UCLA first-year defensive coordinator DeWayne Walker is not into miracles. He understands that the Bruins are not going to transform from one of the NCAA's worst defensive units into the Pittsburgh Steelers overnight.
"There's a certain identity that we want on defense and we're going to do everything in our power to make sure that we put our players in position to succeed," said Walker, who spent most of his coaching career working in the NFL under such coaches as Gregg Williams, Bill Belichick and Pete Carroll.
To Walker, it doesn't matter that the Bruins ranked next-to-last against the run last season.
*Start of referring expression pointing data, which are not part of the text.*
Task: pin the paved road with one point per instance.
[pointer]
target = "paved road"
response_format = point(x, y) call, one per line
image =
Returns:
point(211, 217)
"I just want these guys to believe that they can do it and I think that comes from the coaches," Walker said. "Everybody tells them how [bad] they are. I've had coaches who are my friends tell me that I was crazy to take this job. We have to let these guys know that we care about them. I don't care what people think. We'll know soon enough if we are good enough."
On Saturday, UCLA ended it's Junior Day practice in front of high school recruits with a 40-play scrimmage, and the Bruins' defense worked without cornerback Rodney Van and linemen Kevin Brown, Brigham Harwell, Justin Hickman, Chase Moline and Nikola Dragovic, who were all sidelined with injuries.
Matched against quarterback Ben Olson and the Bruins' first-team offense, the No. 1 defense gave up a long touchdown drive early but responded with two series of three plays and out.
"We have a new philosophy now and the [coaching] changes have given us new life," starting junior safety Dennis Keyes said. "Guys around here are excited about the opportunity to show a new coach what they can do. Before, it was like the coaches seemed to always have their own idea of what you can do."
Coach Karl Dorrell was impressed with the character of his injury-depleted defense. "It was good to see our first team start to shut them down a little bit toward the latter part of the scrimmage," he said.